A seven volume work on optics, Kitab al-Manazir,
is considered by many to be ibn al-Haitham's most important work contribution.
It was translated into Latin as Opticae Thesaurus Alhazeni in 1270.
His aim was "criticising premises and exercising caution in drawing conclusions"
while he wished aimed "to employ justice, not follow prejudice, and to
take care in all that we judge and criticise that we seek the truth and
not be swayed by opinions". He makes it clear that his investigations
will be based on experimental evidence rather than on abstract theory.
In his time he had conducted experiments
on the propagation of light and colours, optical illusions and reflections,
detailing many experiments with spherical segments (glass vessels filled
with water). He came very close to discovering the theory of magnifying
lenses which was developed in Italy three centuries later. He dealt at
length with the theory of various physical phenomena such as sunsets,
rainbows, shadows, and eclipses. Roger Bacon (thirteenth century), Pole
Witelo (Vitellio) and all Medieval Western writers on Optics base their
optical work primarily on Al-Haitham's 'Opticae Thesaurus.'
His work also influenced Leonardo da Vinci
and Johann Kepler. In Physics, he studied the mechanics of motion
of a body and was the first to propose that a body moves perpetually at
constant velocity and in a straight line unless an external force stops
it or changes its direction of motion. This is strikingly similar to the
first law of motion. It is also a startlingly counter-intuitive insight:
we never see this happen on earth.
The ideas contained in his book on evolution
are worth reading and useful even today. He wrote commentaries on Aristotle,
Galen, Euclid and Ptolemy. Indeed, he contradicted Ptolemy's and Euclid's
theory of vision that objects are seen by rays of light emanating from
the eyes; according to him the rays originate in the object
of vision and not in the eye.
ALHAZEN’S BILLIARD PROBLEM
In 1997, Alhazen’s name was briefly
in the news. He had worked extensively on a problem formulated by Ptolemy
in A.D. 150. Alhazen wrestled so hard with it that it became known as
‘Alhazen’s Problem’, or even ‘Alhazen’s billiard problem, because the
questions it deals with can apply to billiard balls as well as spherical
mirrors. It was not solved until more than a thousand years after Alhazen’s
death, by an Oxford don in 1997.
It was known as ‘the last great problem
of classical geometry’, and for Alhazen it could be posed in this way.
Given a light source and
a spherical mirror, find the point on the mirror where the light will
be reflected to the eye of an observer.
Adapted to become "Alhazen's Billiards Problem",
it may also be formulated in this way: How does one find the point on
the boundary of a circular billiards table at which the
cue ball must be aimed, if it is to hit the cushion and then the black
ball? Dr. Peter Neumann, a fellow of Queen’s College, Oxford cracked this
riddle, which had baffled mathematicians for a millennium. The great difficulty
in the problem lay in the fact that mathematicians envisage spherical
mirrors or billiard balls as infinitely small points. Classical ruler-and-compass
methods developed by Euclid, the Greek mathematician, were not helpful
in this case. They did not provide the means to derive a cube root. Neumann
translated the billiards table geometry into co-ordinates on two axes.

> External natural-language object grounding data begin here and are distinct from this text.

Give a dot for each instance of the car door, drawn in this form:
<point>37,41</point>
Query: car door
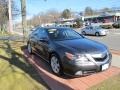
<point>91,30</point>
<point>42,43</point>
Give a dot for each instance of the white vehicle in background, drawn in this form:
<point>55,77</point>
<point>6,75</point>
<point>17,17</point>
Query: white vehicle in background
<point>94,30</point>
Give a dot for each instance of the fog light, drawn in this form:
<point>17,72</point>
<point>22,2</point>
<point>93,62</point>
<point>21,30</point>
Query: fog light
<point>78,73</point>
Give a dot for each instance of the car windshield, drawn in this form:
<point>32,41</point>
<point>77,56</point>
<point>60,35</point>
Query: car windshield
<point>97,27</point>
<point>63,34</point>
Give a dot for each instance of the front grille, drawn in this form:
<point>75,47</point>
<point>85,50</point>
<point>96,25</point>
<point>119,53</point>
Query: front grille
<point>100,59</point>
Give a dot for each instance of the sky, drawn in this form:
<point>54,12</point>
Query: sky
<point>36,6</point>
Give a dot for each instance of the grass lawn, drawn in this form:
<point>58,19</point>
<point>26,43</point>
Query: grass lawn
<point>15,72</point>
<point>112,83</point>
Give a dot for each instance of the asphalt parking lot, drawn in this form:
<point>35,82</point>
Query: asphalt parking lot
<point>112,40</point>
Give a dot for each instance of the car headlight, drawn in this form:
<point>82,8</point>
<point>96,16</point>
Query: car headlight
<point>80,57</point>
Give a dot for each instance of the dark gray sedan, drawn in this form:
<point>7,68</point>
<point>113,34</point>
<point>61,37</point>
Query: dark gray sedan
<point>68,52</point>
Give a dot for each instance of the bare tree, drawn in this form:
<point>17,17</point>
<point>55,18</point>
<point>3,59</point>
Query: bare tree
<point>66,13</point>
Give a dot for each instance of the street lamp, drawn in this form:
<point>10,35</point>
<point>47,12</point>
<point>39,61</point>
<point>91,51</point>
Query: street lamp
<point>10,17</point>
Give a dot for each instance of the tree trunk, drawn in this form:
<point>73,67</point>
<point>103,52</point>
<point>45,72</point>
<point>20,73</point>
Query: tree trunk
<point>24,22</point>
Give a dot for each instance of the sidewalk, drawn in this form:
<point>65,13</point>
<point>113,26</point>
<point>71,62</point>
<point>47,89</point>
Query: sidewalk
<point>64,83</point>
<point>116,60</point>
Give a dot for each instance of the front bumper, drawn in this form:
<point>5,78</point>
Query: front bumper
<point>79,69</point>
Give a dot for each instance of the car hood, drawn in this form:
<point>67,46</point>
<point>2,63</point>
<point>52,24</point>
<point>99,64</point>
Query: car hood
<point>82,45</point>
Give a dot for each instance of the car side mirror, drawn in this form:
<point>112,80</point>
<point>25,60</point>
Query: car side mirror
<point>44,39</point>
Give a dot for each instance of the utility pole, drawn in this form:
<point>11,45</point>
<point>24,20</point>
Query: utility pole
<point>23,12</point>
<point>10,17</point>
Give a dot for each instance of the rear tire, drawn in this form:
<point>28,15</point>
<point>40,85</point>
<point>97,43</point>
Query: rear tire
<point>29,48</point>
<point>55,64</point>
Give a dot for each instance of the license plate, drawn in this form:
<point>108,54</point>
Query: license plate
<point>105,66</point>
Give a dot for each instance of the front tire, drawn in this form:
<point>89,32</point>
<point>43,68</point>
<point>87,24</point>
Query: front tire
<point>56,65</point>
<point>84,33</point>
<point>29,48</point>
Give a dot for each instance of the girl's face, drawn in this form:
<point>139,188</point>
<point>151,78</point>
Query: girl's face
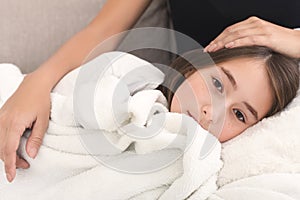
<point>226,99</point>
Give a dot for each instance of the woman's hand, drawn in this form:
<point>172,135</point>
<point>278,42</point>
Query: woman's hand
<point>28,107</point>
<point>255,31</point>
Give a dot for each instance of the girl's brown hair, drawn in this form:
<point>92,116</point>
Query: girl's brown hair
<point>282,70</point>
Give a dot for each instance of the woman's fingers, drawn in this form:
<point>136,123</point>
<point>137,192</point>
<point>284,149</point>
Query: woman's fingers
<point>252,35</point>
<point>251,40</point>
<point>23,110</point>
<point>249,32</point>
<point>21,163</point>
<point>10,151</point>
<point>37,134</point>
<point>235,28</point>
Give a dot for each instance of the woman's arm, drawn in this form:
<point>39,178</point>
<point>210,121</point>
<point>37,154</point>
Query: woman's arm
<point>29,106</point>
<point>255,31</point>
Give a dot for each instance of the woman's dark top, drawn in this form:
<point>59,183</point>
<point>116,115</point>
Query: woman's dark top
<point>203,20</point>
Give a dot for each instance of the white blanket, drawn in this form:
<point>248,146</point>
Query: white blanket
<point>180,161</point>
<point>273,186</point>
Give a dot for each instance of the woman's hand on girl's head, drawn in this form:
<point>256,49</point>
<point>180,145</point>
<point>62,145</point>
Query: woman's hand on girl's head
<point>255,31</point>
<point>28,107</point>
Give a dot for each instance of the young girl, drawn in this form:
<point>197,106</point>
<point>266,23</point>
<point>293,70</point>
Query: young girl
<point>246,85</point>
<point>226,94</point>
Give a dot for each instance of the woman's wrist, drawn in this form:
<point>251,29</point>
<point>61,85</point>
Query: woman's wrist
<point>297,40</point>
<point>45,76</point>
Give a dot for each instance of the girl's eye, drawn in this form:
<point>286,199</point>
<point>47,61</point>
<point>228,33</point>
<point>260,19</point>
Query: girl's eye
<point>239,115</point>
<point>218,84</point>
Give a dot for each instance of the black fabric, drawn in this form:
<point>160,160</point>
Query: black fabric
<point>203,20</point>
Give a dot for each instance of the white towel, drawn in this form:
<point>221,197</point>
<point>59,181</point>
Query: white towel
<point>180,161</point>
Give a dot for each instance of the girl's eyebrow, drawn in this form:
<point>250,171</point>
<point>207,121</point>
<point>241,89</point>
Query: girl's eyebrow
<point>234,85</point>
<point>251,109</point>
<point>230,77</point>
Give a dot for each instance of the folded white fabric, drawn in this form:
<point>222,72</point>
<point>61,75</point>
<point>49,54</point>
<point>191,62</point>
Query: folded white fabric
<point>271,146</point>
<point>95,149</point>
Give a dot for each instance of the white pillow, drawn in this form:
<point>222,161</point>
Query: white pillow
<point>271,146</point>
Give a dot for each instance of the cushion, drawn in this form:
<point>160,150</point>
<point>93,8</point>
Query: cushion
<point>32,30</point>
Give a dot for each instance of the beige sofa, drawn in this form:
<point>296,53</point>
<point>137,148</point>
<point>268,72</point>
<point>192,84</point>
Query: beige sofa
<point>32,30</point>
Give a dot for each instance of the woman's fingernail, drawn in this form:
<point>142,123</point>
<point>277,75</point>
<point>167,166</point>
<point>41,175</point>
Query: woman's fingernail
<point>212,47</point>
<point>32,152</point>
<point>8,177</point>
<point>230,44</point>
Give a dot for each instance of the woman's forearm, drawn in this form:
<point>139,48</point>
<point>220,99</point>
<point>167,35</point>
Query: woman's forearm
<point>115,16</point>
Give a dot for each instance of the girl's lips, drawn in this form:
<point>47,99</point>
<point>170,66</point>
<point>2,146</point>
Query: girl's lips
<point>189,114</point>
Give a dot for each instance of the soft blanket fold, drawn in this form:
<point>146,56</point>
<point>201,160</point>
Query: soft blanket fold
<point>73,163</point>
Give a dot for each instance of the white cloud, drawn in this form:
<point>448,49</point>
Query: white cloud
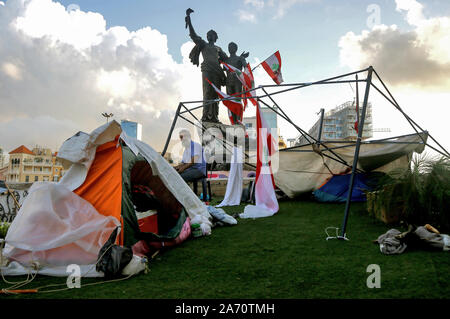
<point>420,57</point>
<point>277,8</point>
<point>246,16</point>
<point>61,69</point>
<point>414,10</point>
<point>415,64</point>
<point>282,6</point>
<point>259,4</point>
<point>12,70</point>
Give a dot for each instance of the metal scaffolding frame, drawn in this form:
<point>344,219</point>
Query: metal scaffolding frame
<point>321,146</point>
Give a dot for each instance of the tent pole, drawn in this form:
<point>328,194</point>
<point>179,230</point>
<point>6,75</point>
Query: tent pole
<point>171,130</point>
<point>322,113</point>
<point>356,156</point>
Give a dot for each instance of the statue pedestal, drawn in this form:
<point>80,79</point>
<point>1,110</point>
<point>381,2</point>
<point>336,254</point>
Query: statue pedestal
<point>218,141</point>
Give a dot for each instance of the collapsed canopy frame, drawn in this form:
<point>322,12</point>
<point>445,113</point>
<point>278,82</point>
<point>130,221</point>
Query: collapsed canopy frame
<point>321,146</point>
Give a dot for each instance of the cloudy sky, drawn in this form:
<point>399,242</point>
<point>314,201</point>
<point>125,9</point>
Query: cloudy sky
<point>64,63</point>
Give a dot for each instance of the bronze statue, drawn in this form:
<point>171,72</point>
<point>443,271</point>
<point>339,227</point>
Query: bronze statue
<point>210,68</point>
<point>233,84</point>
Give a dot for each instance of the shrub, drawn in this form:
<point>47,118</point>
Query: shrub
<point>419,194</point>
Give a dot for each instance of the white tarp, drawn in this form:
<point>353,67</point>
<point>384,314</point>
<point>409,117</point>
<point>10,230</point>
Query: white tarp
<point>302,170</point>
<point>233,193</point>
<point>55,227</point>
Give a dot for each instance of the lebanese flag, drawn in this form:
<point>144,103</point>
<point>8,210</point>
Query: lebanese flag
<point>234,105</point>
<point>272,65</point>
<point>246,78</point>
<point>266,200</point>
<point>249,83</point>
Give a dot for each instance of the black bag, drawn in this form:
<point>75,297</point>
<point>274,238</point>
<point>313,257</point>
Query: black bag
<point>113,258</point>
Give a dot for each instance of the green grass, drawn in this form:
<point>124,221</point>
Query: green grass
<point>284,256</point>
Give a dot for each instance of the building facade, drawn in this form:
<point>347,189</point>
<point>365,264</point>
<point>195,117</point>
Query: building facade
<point>40,164</point>
<point>133,129</point>
<point>339,124</point>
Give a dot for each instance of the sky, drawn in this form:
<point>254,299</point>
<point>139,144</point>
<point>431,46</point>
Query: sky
<point>64,63</point>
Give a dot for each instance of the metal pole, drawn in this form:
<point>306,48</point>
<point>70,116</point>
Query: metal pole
<point>356,156</point>
<point>171,130</point>
<point>322,113</point>
<point>357,101</point>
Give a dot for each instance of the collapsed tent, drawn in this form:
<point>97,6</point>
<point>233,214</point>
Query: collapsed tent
<point>112,180</point>
<point>336,188</point>
<point>301,169</point>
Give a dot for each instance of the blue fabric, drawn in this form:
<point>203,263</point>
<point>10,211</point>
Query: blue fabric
<point>336,189</point>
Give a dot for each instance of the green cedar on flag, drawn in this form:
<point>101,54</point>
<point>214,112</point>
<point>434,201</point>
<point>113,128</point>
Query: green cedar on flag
<point>272,65</point>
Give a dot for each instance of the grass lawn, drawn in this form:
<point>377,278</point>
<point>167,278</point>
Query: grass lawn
<point>284,256</point>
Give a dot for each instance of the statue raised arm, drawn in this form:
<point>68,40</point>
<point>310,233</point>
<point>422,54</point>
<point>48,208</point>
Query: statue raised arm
<point>210,68</point>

These may be called X and Y. It was an insight Neumann took from the work
of Descartes in the 17th Century.
Then the problem could be tackled using
a theory formulated in 1830 by an 18-year-old called Evariste Galois (Incidentally,
he died in a duel two years later). Galois's theory in its modern version
is the theory of equations as studied by third-year mathematics students.
So, once he had arrived at that stage, Dr. Neumann’s work was swiftly
done. At the time, Dr. Neumann explained that his proof would have no
practical use at all – neither in optics, no billiards, nor – as he put
it – " for designing light bulbs, let alone finding the number of
people to change them."
Beer and Medler in their famous
work Der Mond (1837) mention one of the surface features of the moon named
after Alhazen. It is the name of a ring-shaped plain to the west of the
hypothetical Mare Crisium in Section No.12.